The net loss from ongoing operations was $285 million, compared to a net profit of $2.4 million in the same period last year.
The adjusted EBITDA was -$156.3 million, compared to $2.4 million in the same period last year.
The total revenue for the full year was $6.881 billion. Of this, the revenue from the Bitcoin mining business was $6.755 billion, with a total output of 6,594.6 Bitcoins for the year. Revenue from the international automobile trading business was $9.8 million.
The total annual operating costs and expenses amount to $1.1 billion.
Specifically, they include:
· Revenue Cost (excluding depreciation): $543.3 million
· Revenue Cost (depreciation): $116.6 million
· Operating Expenses: $28.9 million (including related-party expenses of $1.1 million)

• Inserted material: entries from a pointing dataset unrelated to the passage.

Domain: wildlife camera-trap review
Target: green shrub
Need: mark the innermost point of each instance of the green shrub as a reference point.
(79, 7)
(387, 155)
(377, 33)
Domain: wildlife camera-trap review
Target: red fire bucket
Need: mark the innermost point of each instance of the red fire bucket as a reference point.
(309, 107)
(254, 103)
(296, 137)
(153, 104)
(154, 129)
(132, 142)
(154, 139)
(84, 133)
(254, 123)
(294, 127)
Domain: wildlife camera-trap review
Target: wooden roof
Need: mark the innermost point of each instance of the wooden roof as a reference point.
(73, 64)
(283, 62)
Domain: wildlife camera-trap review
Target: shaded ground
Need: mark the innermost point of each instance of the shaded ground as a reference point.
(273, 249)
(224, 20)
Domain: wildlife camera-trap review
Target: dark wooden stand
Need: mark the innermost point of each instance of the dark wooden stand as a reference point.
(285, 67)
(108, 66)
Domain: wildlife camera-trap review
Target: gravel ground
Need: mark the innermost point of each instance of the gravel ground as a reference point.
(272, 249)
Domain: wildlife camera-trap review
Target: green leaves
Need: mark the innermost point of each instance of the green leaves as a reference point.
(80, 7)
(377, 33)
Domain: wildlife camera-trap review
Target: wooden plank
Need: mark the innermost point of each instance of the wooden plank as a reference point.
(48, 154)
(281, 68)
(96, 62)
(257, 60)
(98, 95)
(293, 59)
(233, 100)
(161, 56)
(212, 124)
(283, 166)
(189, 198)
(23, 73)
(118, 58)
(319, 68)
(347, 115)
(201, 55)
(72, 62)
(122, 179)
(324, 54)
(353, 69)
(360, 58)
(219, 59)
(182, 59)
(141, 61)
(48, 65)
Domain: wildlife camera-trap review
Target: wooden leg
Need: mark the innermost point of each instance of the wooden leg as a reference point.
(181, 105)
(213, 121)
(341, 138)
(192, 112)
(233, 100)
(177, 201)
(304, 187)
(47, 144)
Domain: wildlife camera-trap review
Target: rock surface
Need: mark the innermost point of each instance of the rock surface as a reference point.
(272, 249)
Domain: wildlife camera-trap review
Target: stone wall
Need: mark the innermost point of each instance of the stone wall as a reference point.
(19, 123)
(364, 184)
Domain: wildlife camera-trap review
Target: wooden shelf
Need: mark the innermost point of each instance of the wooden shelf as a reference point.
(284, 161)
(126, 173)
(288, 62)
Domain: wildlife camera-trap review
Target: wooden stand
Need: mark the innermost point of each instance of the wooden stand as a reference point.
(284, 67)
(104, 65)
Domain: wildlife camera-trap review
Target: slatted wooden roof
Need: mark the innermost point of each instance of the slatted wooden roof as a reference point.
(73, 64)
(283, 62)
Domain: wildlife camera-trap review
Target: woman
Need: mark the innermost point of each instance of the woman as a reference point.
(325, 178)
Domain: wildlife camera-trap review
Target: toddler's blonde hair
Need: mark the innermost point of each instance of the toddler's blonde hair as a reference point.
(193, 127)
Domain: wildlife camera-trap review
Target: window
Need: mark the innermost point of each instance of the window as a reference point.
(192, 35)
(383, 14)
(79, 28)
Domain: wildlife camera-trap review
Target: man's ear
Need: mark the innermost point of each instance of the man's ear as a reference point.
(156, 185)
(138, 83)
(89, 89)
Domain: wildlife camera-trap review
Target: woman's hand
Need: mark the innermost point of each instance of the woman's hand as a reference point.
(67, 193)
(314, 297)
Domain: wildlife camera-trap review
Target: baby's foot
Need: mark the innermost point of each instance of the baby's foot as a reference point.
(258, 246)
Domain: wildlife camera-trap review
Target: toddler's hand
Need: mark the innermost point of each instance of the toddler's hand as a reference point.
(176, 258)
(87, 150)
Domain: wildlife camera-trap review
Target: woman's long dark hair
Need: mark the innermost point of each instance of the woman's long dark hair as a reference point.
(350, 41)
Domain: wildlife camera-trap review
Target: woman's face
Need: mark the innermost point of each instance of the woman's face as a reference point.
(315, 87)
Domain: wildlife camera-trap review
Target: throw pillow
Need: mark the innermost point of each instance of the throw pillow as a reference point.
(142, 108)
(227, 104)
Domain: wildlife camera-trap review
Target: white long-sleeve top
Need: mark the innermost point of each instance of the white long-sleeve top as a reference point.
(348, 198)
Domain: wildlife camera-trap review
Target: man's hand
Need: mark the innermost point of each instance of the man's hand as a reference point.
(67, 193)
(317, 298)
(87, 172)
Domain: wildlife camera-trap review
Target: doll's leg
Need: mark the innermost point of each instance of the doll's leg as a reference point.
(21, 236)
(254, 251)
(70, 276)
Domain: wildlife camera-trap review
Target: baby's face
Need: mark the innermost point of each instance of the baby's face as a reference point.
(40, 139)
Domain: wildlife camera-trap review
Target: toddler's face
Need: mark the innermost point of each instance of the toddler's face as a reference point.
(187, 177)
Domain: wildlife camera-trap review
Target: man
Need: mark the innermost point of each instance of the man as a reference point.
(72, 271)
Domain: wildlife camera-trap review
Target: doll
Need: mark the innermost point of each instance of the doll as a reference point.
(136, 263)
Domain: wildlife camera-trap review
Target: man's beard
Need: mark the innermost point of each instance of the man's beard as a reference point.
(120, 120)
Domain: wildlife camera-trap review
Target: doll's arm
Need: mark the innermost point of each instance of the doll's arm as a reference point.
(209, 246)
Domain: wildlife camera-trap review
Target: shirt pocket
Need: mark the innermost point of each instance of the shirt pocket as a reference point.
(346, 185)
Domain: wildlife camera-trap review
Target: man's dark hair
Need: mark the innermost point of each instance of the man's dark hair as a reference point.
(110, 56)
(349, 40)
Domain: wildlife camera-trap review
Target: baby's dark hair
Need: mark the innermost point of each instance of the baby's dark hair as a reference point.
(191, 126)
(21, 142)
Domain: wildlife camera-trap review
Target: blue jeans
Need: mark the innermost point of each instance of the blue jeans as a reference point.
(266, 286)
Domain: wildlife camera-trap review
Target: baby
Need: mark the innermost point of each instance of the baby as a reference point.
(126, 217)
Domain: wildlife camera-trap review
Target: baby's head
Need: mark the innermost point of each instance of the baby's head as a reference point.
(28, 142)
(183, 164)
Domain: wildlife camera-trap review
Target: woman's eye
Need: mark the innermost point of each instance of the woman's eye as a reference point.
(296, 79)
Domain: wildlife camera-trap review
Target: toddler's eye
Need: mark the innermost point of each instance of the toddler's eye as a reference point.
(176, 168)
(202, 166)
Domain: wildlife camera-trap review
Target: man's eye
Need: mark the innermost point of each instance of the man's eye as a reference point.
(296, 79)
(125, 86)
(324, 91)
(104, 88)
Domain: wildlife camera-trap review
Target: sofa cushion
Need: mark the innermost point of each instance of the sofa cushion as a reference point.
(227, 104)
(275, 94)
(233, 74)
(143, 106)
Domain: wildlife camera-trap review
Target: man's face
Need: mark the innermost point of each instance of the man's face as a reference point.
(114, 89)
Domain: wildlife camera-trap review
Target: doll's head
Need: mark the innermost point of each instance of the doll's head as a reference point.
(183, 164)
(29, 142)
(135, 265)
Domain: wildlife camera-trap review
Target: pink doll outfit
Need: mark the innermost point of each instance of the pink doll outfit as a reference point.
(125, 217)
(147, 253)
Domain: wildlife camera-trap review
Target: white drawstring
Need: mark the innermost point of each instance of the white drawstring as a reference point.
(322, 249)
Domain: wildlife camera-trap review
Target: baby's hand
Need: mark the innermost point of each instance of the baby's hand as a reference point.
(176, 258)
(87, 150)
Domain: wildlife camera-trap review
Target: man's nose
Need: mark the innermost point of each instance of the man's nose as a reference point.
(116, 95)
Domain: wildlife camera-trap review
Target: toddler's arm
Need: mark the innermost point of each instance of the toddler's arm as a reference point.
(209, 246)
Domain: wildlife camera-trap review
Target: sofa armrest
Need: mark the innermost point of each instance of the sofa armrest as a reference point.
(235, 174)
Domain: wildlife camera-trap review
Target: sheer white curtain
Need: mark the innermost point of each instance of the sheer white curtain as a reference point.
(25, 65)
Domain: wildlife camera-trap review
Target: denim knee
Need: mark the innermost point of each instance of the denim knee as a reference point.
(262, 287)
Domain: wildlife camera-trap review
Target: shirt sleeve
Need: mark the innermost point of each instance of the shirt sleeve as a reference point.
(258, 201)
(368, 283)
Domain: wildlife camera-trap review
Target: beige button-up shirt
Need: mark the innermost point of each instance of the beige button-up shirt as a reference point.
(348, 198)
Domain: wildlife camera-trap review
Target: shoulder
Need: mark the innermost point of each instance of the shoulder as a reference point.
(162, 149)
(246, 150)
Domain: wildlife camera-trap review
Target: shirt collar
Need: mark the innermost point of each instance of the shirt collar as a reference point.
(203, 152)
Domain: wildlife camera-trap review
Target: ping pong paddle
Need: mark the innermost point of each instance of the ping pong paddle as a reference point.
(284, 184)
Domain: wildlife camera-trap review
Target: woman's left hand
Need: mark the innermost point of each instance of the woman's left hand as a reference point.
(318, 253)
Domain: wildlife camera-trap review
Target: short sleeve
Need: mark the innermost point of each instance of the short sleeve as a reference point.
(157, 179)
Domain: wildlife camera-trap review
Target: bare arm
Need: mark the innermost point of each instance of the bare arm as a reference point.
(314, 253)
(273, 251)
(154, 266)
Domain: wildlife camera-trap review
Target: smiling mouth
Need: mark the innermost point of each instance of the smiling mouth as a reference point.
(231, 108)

· Miner Impairment Loss: $338.3 million
· Bitcoin Collateral Receivable Fair Value Change Loss: $96.5 million
The full-year operating loss is $437.1 million. The continuing operations net loss is $452.8 million, while in 2024, there was a net profit of $4.8 million.
The 2025 non-GAAP adjusted net profit is $24.5 million (compared to $5.7 million in 2024). This measure does not include share-based compensation expenses; refer to "Use of Non-GAAP Financial Measures" for details.
As of December 31, 2025, the company's key assets and liabilities are as follows:
· Cash and Cash Equivalents: $41.2 million
· Bitcoin Collateral Receivable (Non-current, related party): $663.0 million
· Miner Net Value: $248.7 million
· Long-Term Debt (related party): $557.6 million
In February 2026, the company sold 4,451 bitcoins and repaid a portion of related-party long-term debt to reduce financial leverage and optimize the asset-liability structure.
As per the stock repurchase plan disclosed on March 13, 2025, as of December 31, 2025, the company had repurchased a total of 890,155 shares of Class A common stock for approximately $1.2 million.